この激変する時代をどう生きていくのか。そんな不安に応えるキーワードとして「シェア」がある。わが貧弱な暮らしに目を向けてみても、余剰が満ち溢れている。新聞だが今までの惰性で4紙を購読しているが、チラシはすぐ屑籠に、読み終わった新聞はあっという間にうず高くなる。ひとり住まいでは寝室と書斎と食堂で十分に足りて、半分以上は空室で掃除機も年に一度くらい。車も反射神経の鈍ったこともあり、夜は控えるし、余計な運転はやらない。稼働率は平均2時間程度か。最大の余剰が読み終えた本である。もう所有する時代は終わった。人生の余白を生きるのに、大枚をはたく必要はない。そんな萎えた気持ちのところに、わくわくするような刺激本が現われた。「シェアをデザインする」(学芸出版社)。40歳前後の若手建築家たちが、シェアの未来をテーマに開いたシンポジュームをまとめている。

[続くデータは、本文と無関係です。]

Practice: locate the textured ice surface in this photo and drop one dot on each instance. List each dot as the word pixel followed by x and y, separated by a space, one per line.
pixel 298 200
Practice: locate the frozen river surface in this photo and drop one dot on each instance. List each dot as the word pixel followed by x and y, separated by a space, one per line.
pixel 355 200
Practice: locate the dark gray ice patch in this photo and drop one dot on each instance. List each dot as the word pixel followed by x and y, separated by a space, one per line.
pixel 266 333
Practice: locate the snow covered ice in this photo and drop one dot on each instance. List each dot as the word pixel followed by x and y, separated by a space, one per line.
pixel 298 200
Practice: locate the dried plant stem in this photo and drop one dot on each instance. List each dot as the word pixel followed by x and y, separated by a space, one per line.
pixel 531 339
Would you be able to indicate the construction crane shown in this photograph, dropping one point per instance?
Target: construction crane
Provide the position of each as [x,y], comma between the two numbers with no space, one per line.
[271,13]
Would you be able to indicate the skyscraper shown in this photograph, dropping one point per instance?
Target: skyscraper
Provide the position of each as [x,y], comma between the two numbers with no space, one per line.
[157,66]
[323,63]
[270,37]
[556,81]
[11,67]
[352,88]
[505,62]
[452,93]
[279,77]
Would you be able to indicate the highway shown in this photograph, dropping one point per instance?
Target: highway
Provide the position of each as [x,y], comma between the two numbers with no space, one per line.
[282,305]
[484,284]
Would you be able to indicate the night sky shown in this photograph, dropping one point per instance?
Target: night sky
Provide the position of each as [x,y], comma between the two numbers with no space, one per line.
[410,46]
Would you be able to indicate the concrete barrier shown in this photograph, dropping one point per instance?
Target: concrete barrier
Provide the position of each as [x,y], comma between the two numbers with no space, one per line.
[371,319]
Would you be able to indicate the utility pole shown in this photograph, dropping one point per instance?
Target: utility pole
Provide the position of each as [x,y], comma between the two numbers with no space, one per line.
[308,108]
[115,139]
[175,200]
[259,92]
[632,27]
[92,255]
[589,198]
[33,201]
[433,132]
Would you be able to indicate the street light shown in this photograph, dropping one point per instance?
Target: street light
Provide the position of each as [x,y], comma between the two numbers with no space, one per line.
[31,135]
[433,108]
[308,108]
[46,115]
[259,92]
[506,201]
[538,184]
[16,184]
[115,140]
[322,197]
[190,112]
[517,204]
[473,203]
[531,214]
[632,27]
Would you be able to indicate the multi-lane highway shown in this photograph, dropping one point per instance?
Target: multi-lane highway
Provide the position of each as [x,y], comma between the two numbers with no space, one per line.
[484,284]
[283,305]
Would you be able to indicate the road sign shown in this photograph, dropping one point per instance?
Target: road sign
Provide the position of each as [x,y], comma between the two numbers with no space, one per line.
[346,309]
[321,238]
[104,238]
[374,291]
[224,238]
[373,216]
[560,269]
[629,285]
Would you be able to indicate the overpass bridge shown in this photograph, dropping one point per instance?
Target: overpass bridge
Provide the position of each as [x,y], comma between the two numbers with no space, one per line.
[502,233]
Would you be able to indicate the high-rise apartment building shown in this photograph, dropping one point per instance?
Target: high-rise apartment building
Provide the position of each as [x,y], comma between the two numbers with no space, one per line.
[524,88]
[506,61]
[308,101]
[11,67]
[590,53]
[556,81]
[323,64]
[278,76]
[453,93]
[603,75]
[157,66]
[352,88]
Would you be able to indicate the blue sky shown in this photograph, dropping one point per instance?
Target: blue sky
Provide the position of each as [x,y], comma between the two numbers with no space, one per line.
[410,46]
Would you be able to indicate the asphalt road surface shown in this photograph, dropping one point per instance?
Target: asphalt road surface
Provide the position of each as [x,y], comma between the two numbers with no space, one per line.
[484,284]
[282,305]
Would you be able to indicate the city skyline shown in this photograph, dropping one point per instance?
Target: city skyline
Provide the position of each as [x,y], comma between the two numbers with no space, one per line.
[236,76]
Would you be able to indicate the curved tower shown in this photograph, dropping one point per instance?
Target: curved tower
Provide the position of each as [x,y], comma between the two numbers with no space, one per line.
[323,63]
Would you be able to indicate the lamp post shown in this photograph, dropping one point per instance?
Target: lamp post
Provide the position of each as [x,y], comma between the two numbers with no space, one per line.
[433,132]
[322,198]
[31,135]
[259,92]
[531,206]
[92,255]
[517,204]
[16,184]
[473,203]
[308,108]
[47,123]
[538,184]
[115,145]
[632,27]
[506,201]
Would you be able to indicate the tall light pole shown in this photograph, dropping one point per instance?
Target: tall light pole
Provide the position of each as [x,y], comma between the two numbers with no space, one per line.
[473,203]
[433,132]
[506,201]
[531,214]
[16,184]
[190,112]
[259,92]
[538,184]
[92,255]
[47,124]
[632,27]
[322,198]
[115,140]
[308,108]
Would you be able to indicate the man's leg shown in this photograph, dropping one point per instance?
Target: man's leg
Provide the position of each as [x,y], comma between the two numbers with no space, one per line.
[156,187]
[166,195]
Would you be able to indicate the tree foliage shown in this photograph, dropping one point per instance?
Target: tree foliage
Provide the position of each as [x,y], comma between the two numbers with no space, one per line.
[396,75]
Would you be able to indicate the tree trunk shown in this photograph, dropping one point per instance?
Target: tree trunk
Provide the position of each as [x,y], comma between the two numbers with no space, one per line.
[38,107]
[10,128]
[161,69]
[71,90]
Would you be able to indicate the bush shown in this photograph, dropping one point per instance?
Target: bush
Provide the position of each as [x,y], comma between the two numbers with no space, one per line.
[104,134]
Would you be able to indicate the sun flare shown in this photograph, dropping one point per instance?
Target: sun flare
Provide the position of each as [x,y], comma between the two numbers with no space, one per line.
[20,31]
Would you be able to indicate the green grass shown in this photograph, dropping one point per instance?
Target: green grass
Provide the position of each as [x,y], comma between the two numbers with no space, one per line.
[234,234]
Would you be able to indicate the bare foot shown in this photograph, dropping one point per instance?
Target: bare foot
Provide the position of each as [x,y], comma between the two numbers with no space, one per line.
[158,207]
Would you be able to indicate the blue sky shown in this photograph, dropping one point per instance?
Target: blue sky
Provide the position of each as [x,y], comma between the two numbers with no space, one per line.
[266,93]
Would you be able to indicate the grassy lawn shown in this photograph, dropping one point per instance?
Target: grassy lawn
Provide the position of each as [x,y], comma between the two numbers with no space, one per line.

まずシェアな働き方だが、大手出版社を退職して、法人を個人で立ち上げ、フリーランスで働く女性からの報告である。これほど不透明な時代に、会社にしがみついていくことに強烈な疑問を感じ、ひとつの会社、ひとつの仕事、ひとつの肩書にとらわれないで多種多様な仕事をやっていこうと決めた。ソーシャルメディアを駆使して情報を発信し、仕事に結び付けている。「プレゼンはしない」「見積もりは取らない」「企画書は書かない」というスタイルで、とにかくリアルに仕事を作り出していく。ノマドワークスタイルと呼ぶ。ノマドは遊牧民という意味だが、牧草を見つけて転々とするように時代や市場の変化に合わせて、身軽に働き場所を見つけていく。新しい人や会社、情報に触れることによって、これまで生み出されることになかったアイデアの種を撒いていく感じで、鞄の商品企画、日本初のスマホ放送局、非常勤講師などをこなしている。企業からのスポンサードも増えている。何百万円もの広告費を掛けるよりも、発信力のある個人の方が説得力がある。今いる人材では、何にも出てこないのは目に見えている。余裕ができれば、シェアオフィス2個を東京と地方で掛け持ちするのもいい。とにかく自分という看板を強く磨いて、働く自由と住む自由を手にいれることだ。
不要本の始末のアイデアだが、渋谷でコワーキングスペースco-baを運営するツクルバがシェア型ライブラリをオープンさせた。会員が自分で所有している書籍などを持ち込み、お互いにシェアするというスペースだ。書棚に名前が明記されていて、貸し借りもそうだが本を媒介にして話やビジネスを弾ませる。
もし町内(200~300世帯)にこうしたスペースができればどうだろうか。もちろんカフェ機能がついていて、お茶や軽食を楽しみながら、新聞や、本はそこで読むことになる。カーシェアを導入すれば、運転免許証を返納した交通弱者には会員制の運転代行で買い物や通院が可能となる。シェア社会とは、ストックを活用する社会であり、何よりも自分で考えることが求められる。それは相手の気持ちを忖度することでもあり、もちろんノマドであるからには移動の自由があり、開かれた距離感が自然とそこには生まれて息苦しくはない。
古稀老人も人生の余白は、もう失うものはないという気楽さで、そのノマドワーキングに挑戦したい。加えて、シェア社会を生み出す起爆剤になる贈与に似たファンディング能力もある。もちろんクラウドでもいいのだが、顔の見える関係の方がいい。ノマドワークを合言葉に企業を飛び出した若者と、もうひと花を咲かせてみたい。